Sunday, December 20, 2009

Vespers Homily for Year C 4th Sunday of Advent

Reading: Heb. 10:5-10

As the long passage at the beginning of our reading this evening, taken from Psalm 40, shows, the only sacrifice acceptable to God is to do God’s will. In our reading from the Letter to the Hebrews four different sacrifices are mentioned: animal sacrifice, meal offering, burnt offering, and sin offering. Together these four kinds of sacrifice constitute the entire sacrificial system of ancient Israel. By appealing to the Psalm, the author seeks to demonstrate, using Christ’s sacrifice on the Cross as the model, that interior obedience must accompany external ritual if our rites are to signify, or, better yet, symbolize anything at all.

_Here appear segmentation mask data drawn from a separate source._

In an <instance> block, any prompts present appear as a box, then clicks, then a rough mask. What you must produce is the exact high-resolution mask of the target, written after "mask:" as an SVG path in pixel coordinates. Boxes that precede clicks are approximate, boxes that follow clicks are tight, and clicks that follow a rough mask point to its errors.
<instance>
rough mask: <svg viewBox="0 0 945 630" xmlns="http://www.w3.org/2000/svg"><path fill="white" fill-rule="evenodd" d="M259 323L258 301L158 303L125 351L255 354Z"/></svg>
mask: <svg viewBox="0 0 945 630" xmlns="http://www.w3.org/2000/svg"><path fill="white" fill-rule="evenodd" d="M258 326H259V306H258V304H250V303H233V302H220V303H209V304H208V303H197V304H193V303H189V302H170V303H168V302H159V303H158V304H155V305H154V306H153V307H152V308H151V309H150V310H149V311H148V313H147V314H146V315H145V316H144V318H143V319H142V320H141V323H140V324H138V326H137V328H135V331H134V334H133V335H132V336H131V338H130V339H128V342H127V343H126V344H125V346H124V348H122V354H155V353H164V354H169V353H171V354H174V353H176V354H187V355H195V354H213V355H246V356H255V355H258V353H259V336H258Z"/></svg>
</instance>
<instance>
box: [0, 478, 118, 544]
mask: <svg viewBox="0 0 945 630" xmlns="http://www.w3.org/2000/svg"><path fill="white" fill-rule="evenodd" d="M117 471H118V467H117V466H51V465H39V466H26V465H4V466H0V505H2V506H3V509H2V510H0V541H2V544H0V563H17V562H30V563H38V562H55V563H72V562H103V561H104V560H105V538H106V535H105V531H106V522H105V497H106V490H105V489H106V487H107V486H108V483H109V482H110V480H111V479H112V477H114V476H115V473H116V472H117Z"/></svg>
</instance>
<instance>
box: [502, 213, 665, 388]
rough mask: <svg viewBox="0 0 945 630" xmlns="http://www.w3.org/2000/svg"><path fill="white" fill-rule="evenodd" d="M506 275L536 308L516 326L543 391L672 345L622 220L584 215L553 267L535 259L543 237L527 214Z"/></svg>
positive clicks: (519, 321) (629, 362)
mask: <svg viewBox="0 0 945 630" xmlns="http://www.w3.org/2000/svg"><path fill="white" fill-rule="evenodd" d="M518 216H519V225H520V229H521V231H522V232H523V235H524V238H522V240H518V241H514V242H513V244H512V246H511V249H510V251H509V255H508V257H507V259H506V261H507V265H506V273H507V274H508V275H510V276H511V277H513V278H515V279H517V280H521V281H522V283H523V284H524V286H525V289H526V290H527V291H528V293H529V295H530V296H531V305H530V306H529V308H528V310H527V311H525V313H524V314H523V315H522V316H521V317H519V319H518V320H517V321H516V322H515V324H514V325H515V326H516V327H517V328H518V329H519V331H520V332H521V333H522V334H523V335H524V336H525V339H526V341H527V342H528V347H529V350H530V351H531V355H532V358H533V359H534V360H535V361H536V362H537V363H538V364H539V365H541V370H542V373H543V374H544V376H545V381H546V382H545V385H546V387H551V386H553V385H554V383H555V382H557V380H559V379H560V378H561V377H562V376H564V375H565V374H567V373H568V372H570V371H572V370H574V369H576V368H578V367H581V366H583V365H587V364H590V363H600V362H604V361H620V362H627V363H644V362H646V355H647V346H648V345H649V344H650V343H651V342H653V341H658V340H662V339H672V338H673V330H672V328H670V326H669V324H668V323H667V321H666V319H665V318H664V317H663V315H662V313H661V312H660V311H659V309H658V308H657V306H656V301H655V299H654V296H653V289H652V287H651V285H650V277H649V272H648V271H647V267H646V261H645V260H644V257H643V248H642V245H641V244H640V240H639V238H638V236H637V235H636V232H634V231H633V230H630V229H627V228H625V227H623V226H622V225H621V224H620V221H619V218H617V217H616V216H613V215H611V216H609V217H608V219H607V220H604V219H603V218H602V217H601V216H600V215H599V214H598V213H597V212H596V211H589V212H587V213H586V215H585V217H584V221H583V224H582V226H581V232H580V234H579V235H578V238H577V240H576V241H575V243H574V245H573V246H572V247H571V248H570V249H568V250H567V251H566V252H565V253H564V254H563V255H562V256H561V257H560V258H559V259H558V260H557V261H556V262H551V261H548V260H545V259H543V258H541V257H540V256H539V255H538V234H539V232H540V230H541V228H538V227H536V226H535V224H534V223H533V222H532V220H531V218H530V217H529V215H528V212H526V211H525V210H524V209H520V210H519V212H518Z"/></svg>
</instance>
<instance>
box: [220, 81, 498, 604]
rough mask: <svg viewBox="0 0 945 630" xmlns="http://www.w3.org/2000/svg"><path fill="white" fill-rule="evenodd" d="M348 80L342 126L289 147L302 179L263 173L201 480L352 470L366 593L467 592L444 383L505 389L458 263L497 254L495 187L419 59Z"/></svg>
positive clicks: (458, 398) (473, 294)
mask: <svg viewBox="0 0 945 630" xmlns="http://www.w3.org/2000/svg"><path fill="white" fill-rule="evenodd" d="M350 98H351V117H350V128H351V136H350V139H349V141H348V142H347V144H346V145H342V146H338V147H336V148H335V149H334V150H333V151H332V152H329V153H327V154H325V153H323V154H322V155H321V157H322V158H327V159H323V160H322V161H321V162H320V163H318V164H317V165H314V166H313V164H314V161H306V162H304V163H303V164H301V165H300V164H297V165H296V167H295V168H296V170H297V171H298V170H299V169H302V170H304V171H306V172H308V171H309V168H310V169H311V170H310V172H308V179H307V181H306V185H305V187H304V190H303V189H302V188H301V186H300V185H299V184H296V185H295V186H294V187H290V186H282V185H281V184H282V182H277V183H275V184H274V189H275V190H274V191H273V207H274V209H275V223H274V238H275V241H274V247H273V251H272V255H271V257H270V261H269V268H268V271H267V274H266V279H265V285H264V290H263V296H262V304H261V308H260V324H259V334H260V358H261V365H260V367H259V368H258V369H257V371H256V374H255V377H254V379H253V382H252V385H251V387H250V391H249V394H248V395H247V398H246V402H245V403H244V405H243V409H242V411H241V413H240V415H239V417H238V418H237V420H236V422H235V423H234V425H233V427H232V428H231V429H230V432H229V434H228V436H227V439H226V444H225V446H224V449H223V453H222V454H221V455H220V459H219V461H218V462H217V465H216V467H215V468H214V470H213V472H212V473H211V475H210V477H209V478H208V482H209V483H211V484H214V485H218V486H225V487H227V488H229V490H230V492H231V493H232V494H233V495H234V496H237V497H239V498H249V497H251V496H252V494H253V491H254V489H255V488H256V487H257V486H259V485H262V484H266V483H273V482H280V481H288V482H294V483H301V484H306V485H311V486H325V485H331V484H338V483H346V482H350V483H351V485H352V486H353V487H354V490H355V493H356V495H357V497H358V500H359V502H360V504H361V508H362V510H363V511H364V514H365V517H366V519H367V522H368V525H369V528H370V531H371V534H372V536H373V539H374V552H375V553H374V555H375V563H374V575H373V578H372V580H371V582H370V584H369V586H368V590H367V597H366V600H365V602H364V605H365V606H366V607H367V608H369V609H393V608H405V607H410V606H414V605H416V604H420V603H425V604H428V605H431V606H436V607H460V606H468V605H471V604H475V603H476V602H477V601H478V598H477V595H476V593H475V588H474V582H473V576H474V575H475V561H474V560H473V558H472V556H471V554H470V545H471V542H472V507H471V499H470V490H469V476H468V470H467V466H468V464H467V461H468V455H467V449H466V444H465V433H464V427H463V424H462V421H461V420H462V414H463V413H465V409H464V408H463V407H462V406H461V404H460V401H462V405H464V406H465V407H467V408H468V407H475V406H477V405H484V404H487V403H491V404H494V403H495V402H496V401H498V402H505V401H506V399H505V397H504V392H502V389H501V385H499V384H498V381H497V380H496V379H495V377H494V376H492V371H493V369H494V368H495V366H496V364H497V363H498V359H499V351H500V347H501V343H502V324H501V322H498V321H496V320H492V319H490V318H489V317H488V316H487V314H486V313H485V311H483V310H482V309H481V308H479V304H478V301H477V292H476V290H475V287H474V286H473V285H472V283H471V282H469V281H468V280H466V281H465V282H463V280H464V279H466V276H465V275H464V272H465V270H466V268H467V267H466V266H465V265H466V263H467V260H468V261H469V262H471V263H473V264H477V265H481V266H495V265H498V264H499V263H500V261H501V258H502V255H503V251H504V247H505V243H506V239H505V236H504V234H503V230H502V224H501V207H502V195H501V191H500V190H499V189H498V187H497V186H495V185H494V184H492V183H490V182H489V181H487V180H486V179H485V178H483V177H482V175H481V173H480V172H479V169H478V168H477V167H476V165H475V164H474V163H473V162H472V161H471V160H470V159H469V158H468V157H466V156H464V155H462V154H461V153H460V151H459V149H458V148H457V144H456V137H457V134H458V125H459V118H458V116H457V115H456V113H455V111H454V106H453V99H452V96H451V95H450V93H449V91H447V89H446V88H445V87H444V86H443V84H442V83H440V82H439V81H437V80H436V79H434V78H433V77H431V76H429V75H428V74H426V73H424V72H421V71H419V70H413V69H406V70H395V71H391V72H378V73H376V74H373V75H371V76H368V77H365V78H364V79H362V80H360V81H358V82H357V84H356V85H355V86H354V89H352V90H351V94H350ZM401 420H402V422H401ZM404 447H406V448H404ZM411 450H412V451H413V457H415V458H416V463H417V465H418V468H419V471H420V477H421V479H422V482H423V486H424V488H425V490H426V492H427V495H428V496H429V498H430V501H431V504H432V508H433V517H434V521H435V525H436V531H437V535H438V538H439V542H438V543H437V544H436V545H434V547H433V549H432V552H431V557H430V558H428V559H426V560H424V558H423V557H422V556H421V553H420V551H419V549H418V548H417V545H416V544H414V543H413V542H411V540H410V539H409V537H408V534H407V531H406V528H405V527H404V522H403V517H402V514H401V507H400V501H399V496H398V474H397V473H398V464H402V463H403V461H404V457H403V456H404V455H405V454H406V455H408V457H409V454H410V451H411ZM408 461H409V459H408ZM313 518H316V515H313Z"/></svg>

Our sacrifice is acceptable to God only because of the sacrifice of Jesus Christ, whose only purpose in everything he said and did, including the offering of his body to God for us was in obedience to the Father. While Jesus Christ clearly shows us that obedience comes before praise, he also shows us how it is impossible to have one without the other. By sacrificing himself on the Cross, an act in which he was both victim and priest, Jesus shows us the unity between obedience and praise.

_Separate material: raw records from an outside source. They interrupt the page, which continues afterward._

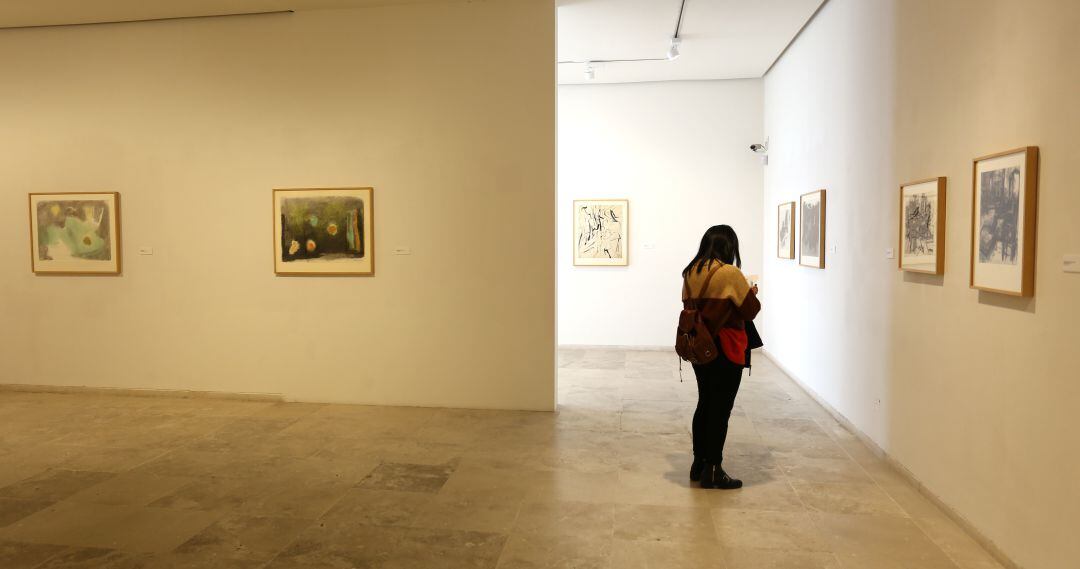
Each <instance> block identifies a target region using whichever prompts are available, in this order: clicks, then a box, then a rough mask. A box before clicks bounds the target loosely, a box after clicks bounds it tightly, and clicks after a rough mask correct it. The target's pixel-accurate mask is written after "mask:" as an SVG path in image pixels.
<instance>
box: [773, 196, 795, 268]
mask: <svg viewBox="0 0 1080 569" xmlns="http://www.w3.org/2000/svg"><path fill="white" fill-rule="evenodd" d="M777 257H779V258H781V259H794V258H795V202H785V203H782V204H780V205H778V206H777Z"/></svg>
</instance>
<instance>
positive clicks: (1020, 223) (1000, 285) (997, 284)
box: [971, 151, 1027, 293]
mask: <svg viewBox="0 0 1080 569" xmlns="http://www.w3.org/2000/svg"><path fill="white" fill-rule="evenodd" d="M1009 167H1018V168H1020V208H1018V209H1017V211H1018V212H1020V216H1018V219H1017V226H1016V250H1017V262H1016V265H1014V266H1009V265H994V263H987V262H980V260H978V233H980V230H981V229H982V228H981V227H980V225H981V218H982V214H981V213H980V212H982V208H983V207H982V206H983V204H982V193H983V188H982V184H983V173H984V172H993V171H995V170H1002V168H1009ZM1026 195H1027V152H1026V151H1021V152H1016V153H1015V154H1008V155H1003V157H998V158H991V159H988V160H983V161H981V162H978V163H977V164H976V165H975V207H974V211H973V214H974V219H973V221H974V222H973V223H972V238H973V241H972V244H973V248H972V252H971V255H972V258H973V259H974V260H975V262H974V265H973V266H972V271H973V272H972V283H973V284H974V285H975V286H978V287H983V288H994V289H996V290H1005V292H1011V293H1020V292H1021V290H1022V289H1023V287H1024V262H1025V259H1024V231H1025V230H1026V229H1027V228H1025V227H1024V221H1025V215H1026V212H1025V208H1026V206H1027V204H1026V203H1025V201H1026V200H1025V197H1026Z"/></svg>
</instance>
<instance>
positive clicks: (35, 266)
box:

Sacrifice pleasing to God is voluntary sacrifice on the part of human beings, taking up our cross and laying our lives down in the service of others in imitation of Christ. Making our lives a daily sacrifice of service is what makes us God’s priestly people. By so doing we make clear the innate connection between interior obedience and external practice, between Eucharist and daily living, between Sunday and the rest of the week. If we do not undertake to live life in this way, our liturgical acts may well be empty, perhaps even unacceptable to God.

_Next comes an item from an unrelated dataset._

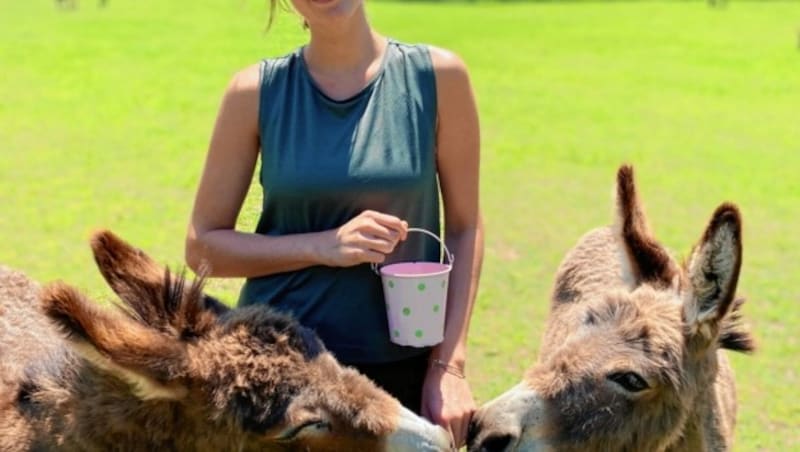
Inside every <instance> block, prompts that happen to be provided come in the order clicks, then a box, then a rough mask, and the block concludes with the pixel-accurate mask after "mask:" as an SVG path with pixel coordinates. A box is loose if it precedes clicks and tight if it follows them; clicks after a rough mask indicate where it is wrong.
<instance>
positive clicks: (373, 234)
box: [186, 65, 407, 277]
mask: <svg viewBox="0 0 800 452" xmlns="http://www.w3.org/2000/svg"><path fill="white" fill-rule="evenodd" d="M259 85H260V78H259V66H258V65H254V66H251V67H249V68H246V69H244V70H243V71H241V72H239V73H238V74H236V76H234V78H233V80H232V81H231V82H230V84H229V85H228V88H227V91H226V92H225V95H224V97H223V100H222V105H221V106H220V109H219V112H218V114H217V120H216V124H215V125H214V132H213V134H212V137H211V143H210V145H209V149H208V154H207V157H206V162H205V167H204V169H203V174H202V177H201V180H200V185H199V187H198V189H197V194H196V196H195V201H194V208H193V210H192V216H191V220H190V222H189V228H188V232H187V235H186V262H187V264H188V265H189V267H191V268H192V269H193V270H194V271H196V272H197V271H200V270H201V269H203V270H204V271H206V272H208V273H209V274H210V275H211V276H231V277H252V276H261V275H268V274H273V273H281V272H286V271H292V270H298V269H301V268H305V267H309V266H312V265H330V266H349V265H355V264H358V263H361V262H378V263H379V262H382V261H383V259H384V256H385V254H387V253H390V252H391V251H392V250H393V249H394V246H395V245H396V243H397V241H398V240H402V239H404V238H405V231H406V229H407V225H406V224H405V222H403V221H401V220H400V219H398V218H396V217H393V216H390V215H384V214H381V213H378V212H369V211H368V212H364V213H362V214H361V215H359V216H358V217H356V218H354V219H353V220H351V221H350V222H348V223H347V224H345V225H344V226H342V227H341V228H338V229H332V230H328V231H320V232H311V233H305V234H291V235H284V236H265V235H261V234H255V233H247V232H241V231H237V230H236V229H235V226H236V219H237V217H238V216H239V211H240V210H241V207H242V203H243V202H244V198H245V196H246V194H247V190H248V188H249V186H250V182H251V180H252V177H253V171H254V170H255V166H256V161H257V159H258V153H259V131H258V108H259V105H258V104H259Z"/></svg>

As we embark on the final few days before our celebration of the Lord’s Nativity, let us examine our consciences, confess our sins, and be reconciled to one another so that we can undertake our work, which is the work of God through Christ by the power of the Spirit, to reconcile the world to God. This is not only the way we prepare ourselves for Christ’s return in glory, but how we, like John the Baptizer, prepare the way for his return.